Sur le papier, il y a lieu de craindre le pire de « La Fine Fleur » point de vue scénario. A la lecture du résumé, une sale impression de déjà-vu se fait clairement sentir :
une entreprise au bord du bilan dans un petit domaine bien précis (et si possible qui a un rapport au terroir, c’est mieux !), une patronne passionnées mais bourrue, quelques candides que le spectateur accompagne dans sa découverte de ce petit monde si pittoresque, des embuches, de la mauvaise volonté, un drame inattendu et paf , une retournement de dernière minute qui redonne le sourire : emballé, c’est pesé !
Vous avez l’impression d’avoir déjà vu ce genre de film 100 fois, à la TV, au cinéma ? C’est que c’est le cas, à quelques variations près. Prenez « Les Parfums » sorti l’année dernière, c’est peu ou prou ce schéma là. Donc nous voilà devant un scénario qui, encore une fois, glisse gentiment sur des rails sans faire de sortie de route. Alors c’est frais, c’est charmant, on apprend des tas de chose sur l’hybridation des roses, on sourit, on s’attache à des personnages malheureusement bien trop peu écrits. On sait presque d’emblée comment cela va finir,
bien sans doute
,
avec un peu de rédemption et de remise en cause au final, tout cela bien enveloppée de nobles sentiments.

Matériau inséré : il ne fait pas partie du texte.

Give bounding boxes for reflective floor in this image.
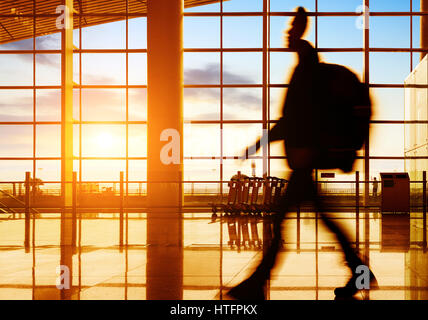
[0,213,428,300]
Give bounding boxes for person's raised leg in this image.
[316,192,378,298]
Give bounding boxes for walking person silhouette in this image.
[228,7,377,300]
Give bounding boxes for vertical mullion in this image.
[77,1,83,300]
[30,0,36,300]
[262,0,269,180]
[125,0,129,300]
[364,0,370,300]
[266,0,271,176]
[220,0,224,300]
[315,0,319,300]
[409,0,413,74]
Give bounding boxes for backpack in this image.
[314,63,372,172]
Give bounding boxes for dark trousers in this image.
[253,169,363,280]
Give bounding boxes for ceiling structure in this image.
[0,0,226,44]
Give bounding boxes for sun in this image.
[95,132,114,150]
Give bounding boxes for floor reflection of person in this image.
[228,8,376,300]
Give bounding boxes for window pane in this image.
[318,0,363,12]
[82,20,126,49]
[370,52,410,84]
[0,125,33,157]
[0,160,33,182]
[82,125,126,157]
[183,17,220,48]
[183,52,220,84]
[82,160,126,180]
[82,53,126,85]
[223,0,263,12]
[223,124,263,157]
[82,89,126,121]
[184,3,220,12]
[36,54,61,86]
[270,52,297,84]
[183,124,220,157]
[128,160,147,181]
[270,0,315,12]
[269,17,315,48]
[223,52,263,84]
[184,88,220,120]
[0,54,33,86]
[223,88,262,120]
[36,31,61,50]
[370,0,410,12]
[223,17,263,48]
[370,88,404,120]
[270,88,287,120]
[128,88,147,121]
[128,53,147,85]
[370,124,404,157]
[36,125,61,157]
[321,52,364,81]
[183,160,220,181]
[128,124,147,157]
[318,17,363,48]
[36,160,61,182]
[0,90,33,122]
[370,17,410,48]
[128,17,147,49]
[223,159,263,181]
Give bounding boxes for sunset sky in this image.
[0,0,420,185]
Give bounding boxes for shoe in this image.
[227,277,266,300]
[334,270,379,298]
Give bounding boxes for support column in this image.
[60,0,73,300]
[146,0,184,300]
[421,0,428,61]
[61,0,73,245]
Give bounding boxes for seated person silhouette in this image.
[228,7,377,300]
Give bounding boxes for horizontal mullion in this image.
[0,119,422,126]
[73,156,147,160]
[0,47,428,54]
[73,83,147,89]
[184,84,263,89]
[77,120,147,125]
[77,48,147,53]
[0,11,428,19]
[0,86,61,90]
[0,157,61,161]
[0,121,61,126]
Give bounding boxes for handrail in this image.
[0,189,40,213]
[0,201,18,214]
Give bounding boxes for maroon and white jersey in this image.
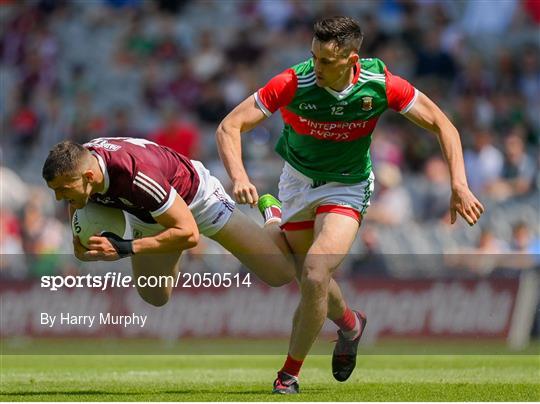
[83,137,199,223]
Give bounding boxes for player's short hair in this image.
[41,140,90,182]
[313,16,364,52]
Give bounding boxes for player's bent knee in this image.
[265,275,294,288]
[300,266,330,295]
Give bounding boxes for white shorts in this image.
[279,163,375,230]
[129,160,235,238]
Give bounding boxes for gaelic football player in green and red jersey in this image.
[216,17,484,394]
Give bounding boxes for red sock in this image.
[280,354,304,377]
[332,307,356,331]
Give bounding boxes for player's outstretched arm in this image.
[83,195,199,261]
[216,96,266,206]
[404,93,484,226]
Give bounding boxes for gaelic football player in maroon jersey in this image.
[43,138,294,306]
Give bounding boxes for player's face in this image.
[311,39,358,90]
[47,174,92,209]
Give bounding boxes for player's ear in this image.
[349,52,360,66]
[83,168,96,182]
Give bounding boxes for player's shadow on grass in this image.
[0,390,190,401]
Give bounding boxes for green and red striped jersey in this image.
[255,58,418,184]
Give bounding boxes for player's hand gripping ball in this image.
[71,203,131,248]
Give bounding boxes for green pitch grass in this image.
[0,355,540,401]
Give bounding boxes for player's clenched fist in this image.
[73,236,92,261]
[233,181,259,206]
[450,188,484,226]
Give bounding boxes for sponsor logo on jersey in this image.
[362,97,373,111]
[83,138,122,151]
[298,102,317,111]
[118,198,134,206]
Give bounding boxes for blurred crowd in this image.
[0,0,540,274]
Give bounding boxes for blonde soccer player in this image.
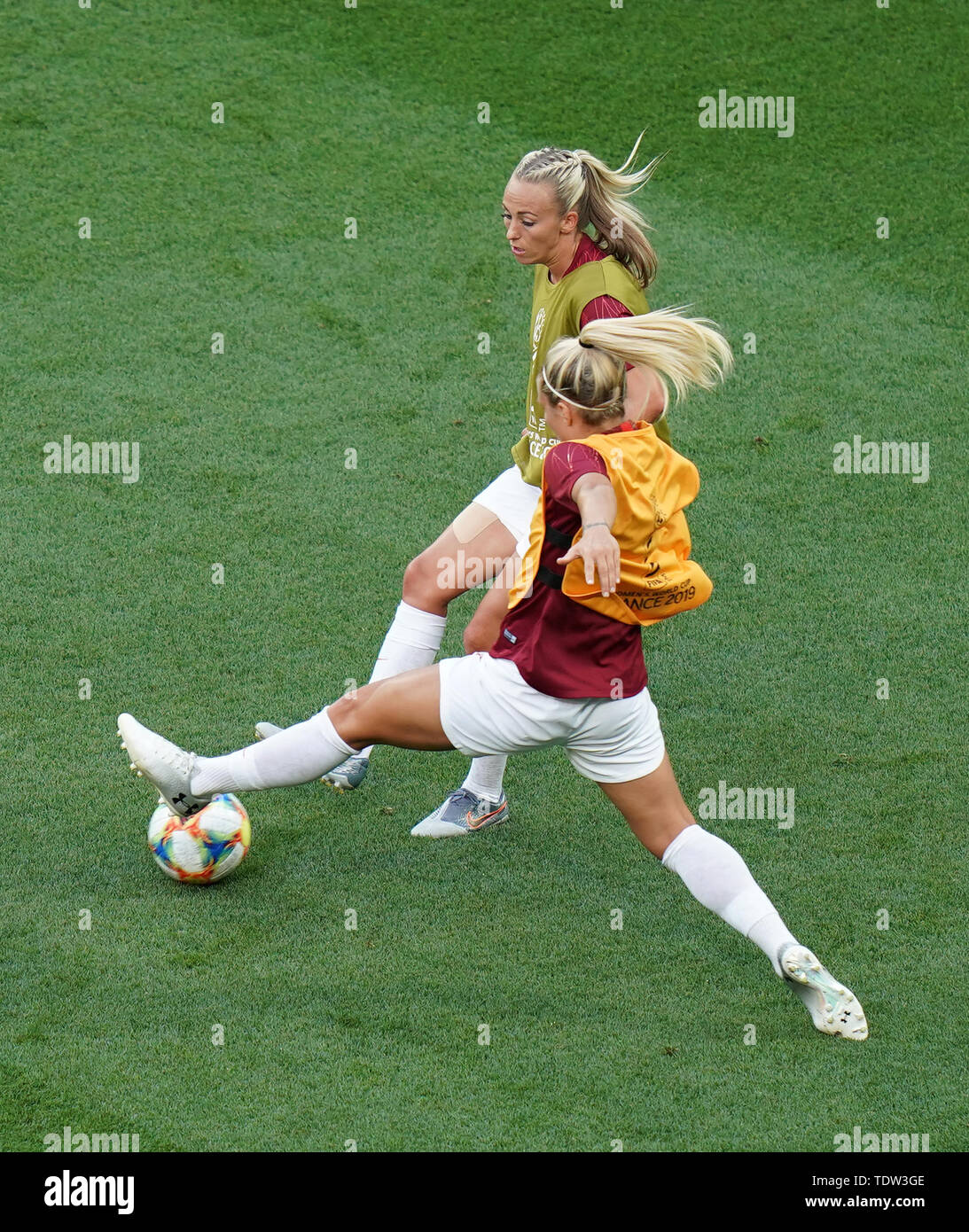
[256,135,669,834]
[118,312,868,1040]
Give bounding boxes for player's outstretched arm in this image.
[559,473,619,597]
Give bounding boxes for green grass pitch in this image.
[0,0,969,1152]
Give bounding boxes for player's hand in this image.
[559,526,619,599]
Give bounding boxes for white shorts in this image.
[473,465,541,556]
[438,651,666,783]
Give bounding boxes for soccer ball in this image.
[148,796,252,885]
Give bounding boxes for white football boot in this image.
[778,942,868,1040]
[118,714,212,817]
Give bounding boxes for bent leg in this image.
[599,754,795,974]
[360,502,514,758]
[465,556,519,654]
[191,667,452,796]
[403,502,515,616]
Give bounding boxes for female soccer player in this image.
[262,135,669,834]
[118,312,868,1040]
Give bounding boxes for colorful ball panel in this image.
[148,795,252,885]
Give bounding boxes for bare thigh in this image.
[465,556,520,654]
[599,752,695,859]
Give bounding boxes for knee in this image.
[464,617,498,654]
[403,550,440,609]
[327,692,360,732]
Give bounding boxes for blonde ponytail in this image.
[540,308,733,424]
[512,133,663,290]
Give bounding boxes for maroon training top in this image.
[488,424,646,698]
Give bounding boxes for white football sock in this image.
[663,824,796,974]
[354,600,446,758]
[461,752,508,805]
[191,710,356,796]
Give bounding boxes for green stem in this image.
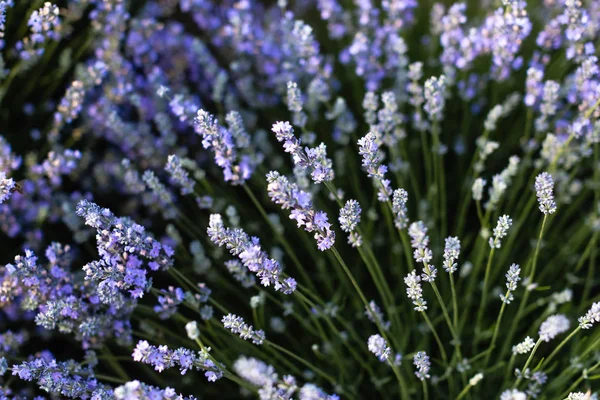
[475,247,496,335]
[483,290,510,367]
[542,326,581,366]
[512,338,542,389]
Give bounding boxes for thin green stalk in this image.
[542,326,581,366]
[242,184,317,293]
[331,246,408,392]
[456,376,474,400]
[560,361,600,399]
[512,338,542,389]
[483,290,510,368]
[500,214,548,356]
[475,247,496,335]
[423,262,462,359]
[449,273,458,332]
[265,340,337,386]
[421,311,448,365]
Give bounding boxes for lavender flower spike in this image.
[535,172,556,215]
[207,214,296,294]
[367,335,392,361]
[267,171,335,251]
[221,314,265,345]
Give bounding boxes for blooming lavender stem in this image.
[221,314,265,345]
[267,171,335,251]
[207,214,296,294]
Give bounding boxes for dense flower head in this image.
[404,271,427,312]
[233,355,339,400]
[0,172,15,204]
[535,172,556,215]
[512,336,535,354]
[408,221,433,263]
[12,356,112,398]
[579,303,600,329]
[413,351,431,381]
[339,200,362,232]
[271,121,334,183]
[113,380,197,400]
[500,264,521,304]
[539,314,571,342]
[132,340,223,382]
[392,189,408,229]
[77,200,174,304]
[0,0,600,400]
[367,335,392,361]
[489,215,512,249]
[444,236,460,274]
[423,75,446,121]
[358,132,387,179]
[194,109,256,185]
[221,314,265,345]
[267,171,335,251]
[207,214,296,294]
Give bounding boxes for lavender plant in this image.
[0,0,600,400]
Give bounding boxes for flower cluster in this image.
[207,214,296,294]
[338,199,362,247]
[221,314,265,345]
[500,264,521,304]
[132,340,223,382]
[271,121,334,183]
[0,0,600,400]
[267,171,335,251]
[535,172,556,215]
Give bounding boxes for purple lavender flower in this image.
[367,335,392,362]
[413,351,431,381]
[444,236,460,274]
[165,154,196,196]
[12,356,112,399]
[535,172,556,215]
[358,132,392,202]
[132,340,223,382]
[77,200,174,304]
[194,110,255,185]
[114,382,200,400]
[539,314,571,342]
[271,121,334,183]
[267,171,335,251]
[207,214,296,294]
[392,189,408,229]
[0,171,15,204]
[221,314,266,345]
[489,215,512,249]
[423,75,446,121]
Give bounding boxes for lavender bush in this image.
[0,0,600,400]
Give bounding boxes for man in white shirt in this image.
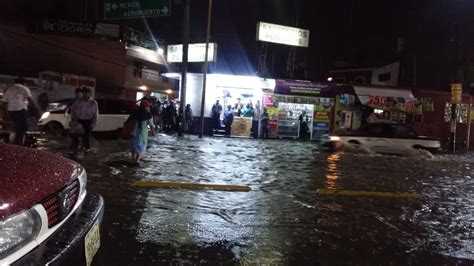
[3,77,39,145]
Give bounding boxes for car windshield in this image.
[0,0,474,265]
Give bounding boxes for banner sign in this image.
[257,22,309,47]
[274,80,336,98]
[39,19,120,39]
[104,0,171,19]
[39,71,96,88]
[367,96,423,114]
[451,83,462,104]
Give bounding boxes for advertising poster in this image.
[267,107,278,138]
[421,98,434,112]
[231,117,252,138]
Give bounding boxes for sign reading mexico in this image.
[257,22,309,47]
[167,43,217,63]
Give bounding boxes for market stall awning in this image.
[354,86,415,99]
[354,86,422,114]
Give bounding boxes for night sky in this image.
[0,0,474,86]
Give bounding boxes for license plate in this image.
[84,222,100,265]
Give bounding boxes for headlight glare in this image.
[0,209,41,259]
[41,112,50,120]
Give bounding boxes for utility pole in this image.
[198,0,212,138]
[178,0,191,137]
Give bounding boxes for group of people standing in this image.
[140,95,193,133]
[211,100,269,138]
[3,77,40,145]
[66,87,99,156]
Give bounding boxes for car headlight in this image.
[40,112,50,120]
[0,209,41,259]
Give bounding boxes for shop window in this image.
[354,76,366,84]
[379,72,392,82]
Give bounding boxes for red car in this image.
[0,144,104,265]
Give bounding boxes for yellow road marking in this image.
[132,180,252,192]
[316,188,421,199]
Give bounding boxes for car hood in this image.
[0,144,82,220]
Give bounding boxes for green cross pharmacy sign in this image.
[104,0,171,19]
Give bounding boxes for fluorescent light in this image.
[41,112,50,120]
[166,43,217,63]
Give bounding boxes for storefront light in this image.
[374,109,383,114]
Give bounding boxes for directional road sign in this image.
[104,0,171,19]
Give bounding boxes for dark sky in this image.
[0,0,474,85]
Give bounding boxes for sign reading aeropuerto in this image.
[104,0,171,19]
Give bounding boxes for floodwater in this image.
[38,135,474,265]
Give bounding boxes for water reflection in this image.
[326,153,341,189]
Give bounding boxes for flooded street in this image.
[40,135,474,265]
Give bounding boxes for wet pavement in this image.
[40,135,474,265]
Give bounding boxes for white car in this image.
[38,98,136,135]
[321,122,441,154]
[0,144,104,265]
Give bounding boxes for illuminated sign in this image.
[167,43,217,63]
[257,22,309,47]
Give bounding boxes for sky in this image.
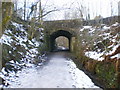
[15,0,120,20]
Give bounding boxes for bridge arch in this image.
[50,30,73,51]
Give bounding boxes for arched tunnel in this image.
[50,30,72,51]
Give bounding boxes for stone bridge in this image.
[43,16,120,51]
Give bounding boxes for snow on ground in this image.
[85,51,104,61]
[2,53,99,88]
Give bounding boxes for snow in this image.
[2,53,99,88]
[106,44,120,55]
[0,34,13,46]
[112,22,119,26]
[111,53,120,59]
[103,26,110,30]
[85,51,104,61]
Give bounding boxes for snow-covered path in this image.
[10,53,99,88]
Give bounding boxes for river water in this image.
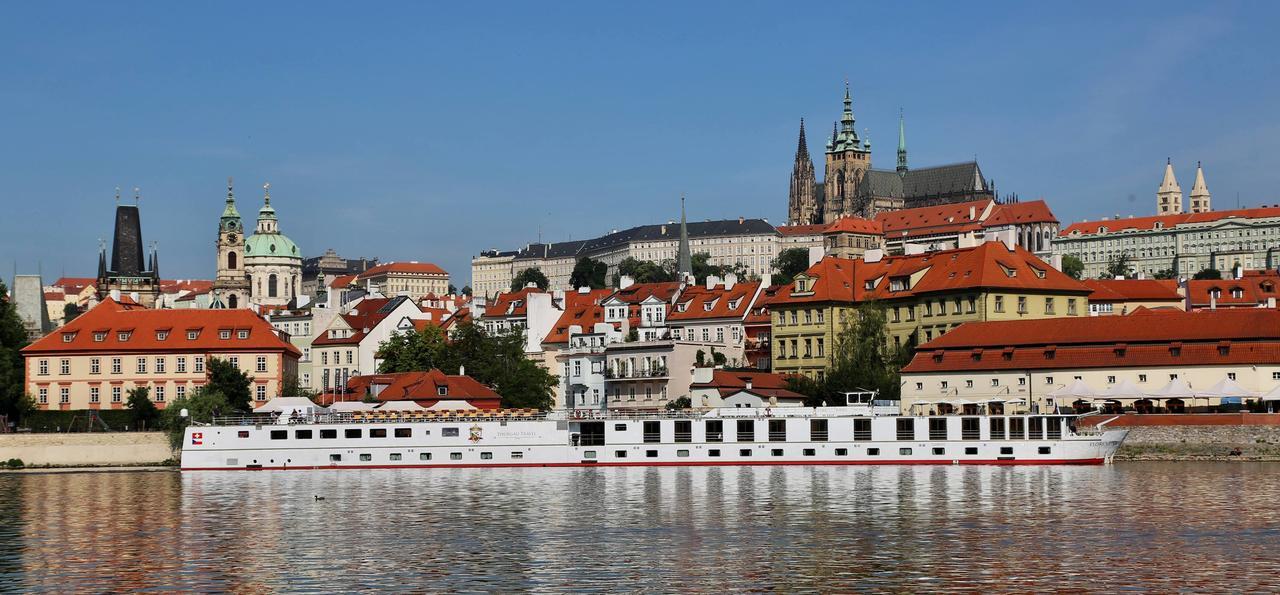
[0,463,1280,592]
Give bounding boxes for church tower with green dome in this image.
[244,183,302,306]
[210,178,250,308]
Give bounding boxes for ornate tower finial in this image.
[897,107,908,175]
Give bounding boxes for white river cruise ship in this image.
[182,402,1128,471]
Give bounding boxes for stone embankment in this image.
[1091,413,1280,461]
[0,431,173,467]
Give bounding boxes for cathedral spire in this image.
[897,107,908,175]
[676,194,694,280]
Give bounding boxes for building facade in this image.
[23,298,300,411]
[787,84,996,225]
[902,308,1280,411]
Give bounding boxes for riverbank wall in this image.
[1088,413,1280,461]
[0,431,173,467]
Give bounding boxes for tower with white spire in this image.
[1156,159,1183,215]
[1190,161,1213,212]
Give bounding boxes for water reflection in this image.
[0,463,1280,592]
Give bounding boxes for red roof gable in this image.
[23,298,302,356]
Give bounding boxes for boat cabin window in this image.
[929,417,947,440]
[991,417,1005,440]
[644,421,662,443]
[897,418,915,440]
[769,420,787,443]
[1027,417,1044,440]
[809,420,827,443]
[1048,417,1062,440]
[854,417,872,441]
[705,420,724,443]
[676,420,694,443]
[1009,417,1027,440]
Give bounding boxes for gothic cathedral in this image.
[787,84,996,225]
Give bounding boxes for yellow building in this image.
[771,242,1091,377]
[22,298,301,409]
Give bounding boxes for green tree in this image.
[511,267,552,292]
[204,357,253,411]
[1102,252,1133,279]
[613,256,676,287]
[379,322,558,409]
[125,386,160,430]
[63,302,81,324]
[160,385,234,450]
[0,282,35,424]
[1062,255,1084,279]
[771,248,809,285]
[568,256,609,289]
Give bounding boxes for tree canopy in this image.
[1062,255,1084,280]
[511,267,552,292]
[771,248,809,285]
[568,256,609,289]
[378,322,558,409]
[205,357,253,411]
[0,282,35,422]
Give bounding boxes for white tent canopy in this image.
[376,401,426,411]
[253,397,328,413]
[428,399,479,411]
[1147,377,1196,399]
[1098,380,1147,399]
[1044,379,1098,401]
[1196,377,1254,397]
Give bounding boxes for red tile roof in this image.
[876,200,995,239]
[776,242,1089,303]
[23,298,302,357]
[983,201,1057,228]
[689,370,805,399]
[667,282,760,324]
[1082,279,1183,302]
[1187,270,1280,307]
[1059,206,1280,237]
[823,218,884,235]
[358,262,448,279]
[902,308,1280,372]
[777,223,829,235]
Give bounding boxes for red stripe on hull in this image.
[180,458,1105,471]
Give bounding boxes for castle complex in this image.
[787,84,996,225]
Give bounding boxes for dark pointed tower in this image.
[676,194,694,283]
[787,118,822,225]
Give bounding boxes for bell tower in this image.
[822,82,872,223]
[211,178,248,308]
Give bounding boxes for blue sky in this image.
[0,1,1280,287]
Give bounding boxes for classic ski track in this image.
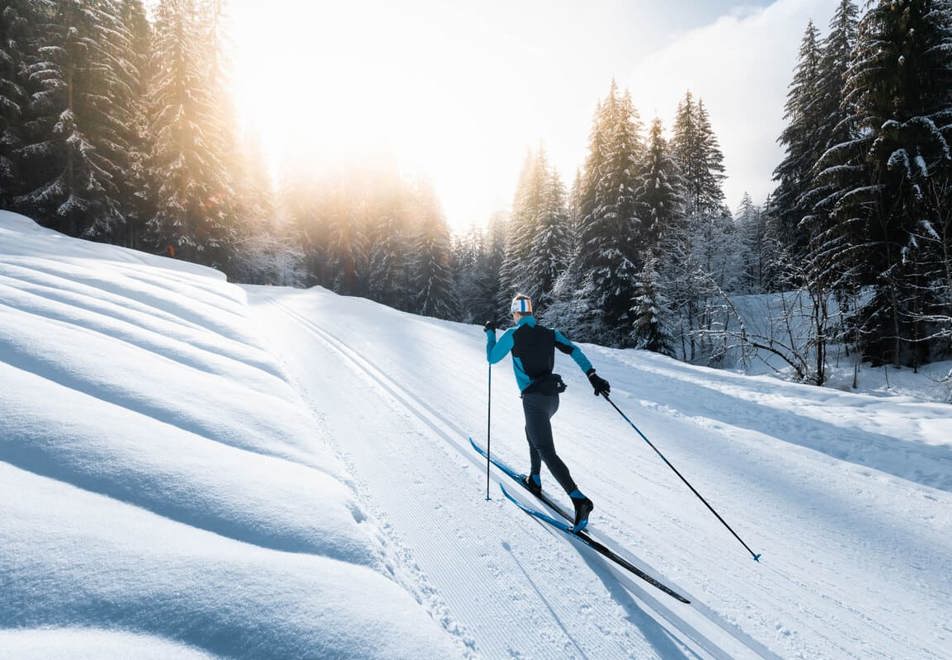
[272,298,779,658]
[268,303,668,657]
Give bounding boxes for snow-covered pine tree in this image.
[148,0,237,265]
[14,0,124,236]
[105,0,152,248]
[450,227,487,323]
[671,91,725,217]
[801,0,858,308]
[637,118,684,254]
[661,91,736,361]
[367,215,410,309]
[474,213,510,325]
[820,0,952,365]
[527,161,571,310]
[773,21,827,256]
[734,192,767,293]
[631,256,674,355]
[499,146,548,310]
[410,187,457,319]
[0,0,41,208]
[578,80,644,346]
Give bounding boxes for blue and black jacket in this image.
[486,314,594,392]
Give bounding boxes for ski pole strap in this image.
[602,392,760,561]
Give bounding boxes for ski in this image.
[499,484,691,605]
[469,436,575,523]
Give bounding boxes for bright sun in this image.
[232,0,539,229]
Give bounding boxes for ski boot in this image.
[522,474,542,497]
[569,488,595,534]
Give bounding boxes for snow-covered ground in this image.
[724,291,952,403]
[0,214,952,658]
[0,213,465,658]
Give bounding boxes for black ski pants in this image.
[522,392,576,493]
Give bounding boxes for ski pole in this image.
[486,364,493,500]
[602,392,760,561]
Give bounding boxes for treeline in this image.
[457,0,952,384]
[456,83,769,362]
[767,0,952,372]
[0,0,280,277]
[281,164,459,319]
[0,0,952,383]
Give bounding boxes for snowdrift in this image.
[0,212,461,658]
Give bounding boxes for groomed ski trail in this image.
[250,289,796,658]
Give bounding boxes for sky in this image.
[230,0,837,231]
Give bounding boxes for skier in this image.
[483,294,611,532]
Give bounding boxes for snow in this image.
[0,213,952,658]
[0,212,465,658]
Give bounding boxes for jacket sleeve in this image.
[486,328,515,364]
[555,330,595,375]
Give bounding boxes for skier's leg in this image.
[522,394,577,494]
[526,426,542,477]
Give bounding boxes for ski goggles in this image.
[509,298,532,314]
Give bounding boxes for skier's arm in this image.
[555,330,594,375]
[486,328,515,364]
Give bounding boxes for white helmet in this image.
[509,293,532,314]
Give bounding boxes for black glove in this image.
[588,369,612,396]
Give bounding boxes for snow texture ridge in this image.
[0,212,463,658]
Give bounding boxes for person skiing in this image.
[483,294,611,532]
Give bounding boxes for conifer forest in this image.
[0,0,952,384]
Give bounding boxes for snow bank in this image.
[0,212,460,657]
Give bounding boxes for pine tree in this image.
[637,118,684,252]
[148,0,232,264]
[14,0,124,236]
[0,0,41,208]
[821,0,952,365]
[672,92,725,217]
[527,161,571,310]
[411,189,457,319]
[631,256,674,355]
[368,214,410,309]
[735,192,767,293]
[578,81,644,345]
[499,147,548,302]
[474,213,509,325]
[774,21,827,255]
[801,0,858,306]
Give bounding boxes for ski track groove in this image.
[277,302,689,657]
[271,298,772,658]
[278,303,652,657]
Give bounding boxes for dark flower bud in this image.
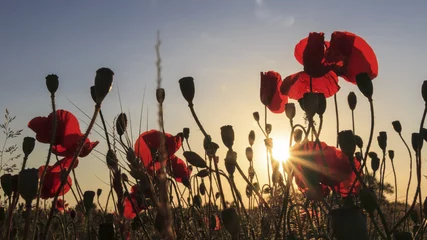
[354,135,363,148]
[224,150,237,175]
[22,137,36,157]
[252,112,259,122]
[248,130,255,147]
[221,208,240,236]
[338,130,356,159]
[106,149,119,169]
[193,195,202,208]
[83,191,95,213]
[360,188,376,214]
[302,92,319,119]
[116,113,128,136]
[95,68,114,105]
[98,223,115,240]
[356,73,374,101]
[377,132,387,152]
[265,123,273,135]
[294,129,302,143]
[246,147,254,162]
[316,93,326,116]
[421,80,427,103]
[391,121,402,134]
[285,103,296,120]
[46,74,59,94]
[412,133,423,154]
[18,168,39,204]
[199,182,206,196]
[388,150,394,161]
[347,92,357,111]
[0,174,12,197]
[182,128,190,141]
[221,125,234,149]
[179,77,196,106]
[156,88,165,104]
[354,152,363,162]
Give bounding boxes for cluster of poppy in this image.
[261,31,378,113]
[28,110,191,218]
[260,31,378,199]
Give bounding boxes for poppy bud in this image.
[182,128,190,141]
[338,130,356,158]
[347,92,357,111]
[294,129,302,143]
[0,174,12,197]
[98,223,115,240]
[354,135,363,148]
[356,73,374,101]
[96,188,102,197]
[388,150,394,161]
[18,168,39,204]
[193,195,202,208]
[106,149,119,169]
[156,88,165,104]
[368,152,380,172]
[360,188,376,214]
[248,130,255,147]
[252,112,259,122]
[246,147,254,162]
[116,113,128,136]
[95,68,114,105]
[179,77,196,106]
[265,123,273,135]
[221,208,240,236]
[285,103,296,120]
[302,92,319,119]
[316,93,326,116]
[22,137,36,157]
[221,125,234,149]
[46,74,59,94]
[199,182,206,196]
[83,191,95,213]
[412,133,423,154]
[391,121,402,134]
[377,132,387,152]
[421,80,427,103]
[224,150,237,175]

Tout juste a-t-on à faire à un personnage principal pas toujours sympathique : Eve est égoïste, elle n’a que faire de conserver les emplois, de payer les gens en temps et en heure, son but est de sauver l’entreprise qui porte le nom de son père, peu importe le moyens. Son côté « la fin justifie les moyens » serait presque la seule note un peu acide de ce film qui fleure bon le parfum capiteux des roses. Pour le reste, on a la panoplie habituelle, le délinquant qui rechigne à faire le job pour lequel,
ô surprise, il a finalement un don
; le chômeur de 50 ans façon « La France Insoumise » ; la gamine timorée au-delà du crédible ; l’employée effacée et exploitée qui n’en finit pas de ne pas de rebiffer, tout cela est quand même très formaté et attendu. Le vrai bon point du film c’est son casting impeccable, de Catherine Frot toujours parfaite à Vincent Dedienne très juste, de Melan Omerta émouvant à Olivia Côte, en passant par le beaucoup trop rare Fatsah Bouyahmed. Comme je l’ai dit plus haut, il est quand même dommage que seul de rôle de Fred (Melan Omerta) et celui de Eve (Catherine Frot) aient été véritablement écrits. Que saura-ton des autres ? Rien du tout ou tellement peu que cela en devient presque gênant. Pourquoi ce déséquilibre ? Si c’était pour donner au personnage d’Eve une sorte d’émotion maternelle, ça n’avait pas besoin d’écraser à ce point les autres personnages. Du coup, la jeune Marie Petiot et le formidable Fatsah Bouyahmed sont complètement inexploités. C’est dommage d’avoir un casting de très bonne qualité et de ne l’exploiter qu’à moitié. La réalisation de Pierre Pinaud est très propre, son film ne souffre pas de temps morts, de dialogues trop longs, trop appuyés, les scènes d’émotion sont justement dosée (pas de pathos) et
merci à lui de nous avoir épargné la petite histoire d’amour qui va bien, que je sentais poindre mais qui, Dieu merci, reste à l’état embryonnaire. Au moins, ce poncif là nous aura été épargné
. Je n’ai pas passé un mauvais moment de cinéma devant « La Fine Fleur » et je suis sure qu’un dimanche soir sur France TV, il fera un joli score et enchantera une fin de week-end. Mais on a beau tourner et retourner ce film dans tous les sens, un chouette casting ne peut à lui seul donner un très bon film. Il manque à « La Fine Fleur » la touche originale qui aurait fait la différence, un scénario inventif qui nous emmène hors des sentiers battus, des personnages complexes, bien écrits, qui posent des vrais problématiques. C’est quand même le comble, quand on y pense : tout le film parle de subtilité, d’hybridation complexe, de mariage audacieux entre des espèces différentes, et le scénario oublie de s’appliquer à lui-même ces thématiques ambitieuses. « La Fine Fleur » parle d’excellence, et pour un film qui ne parle quasiment que de ça, il manque cruellement d’ambition.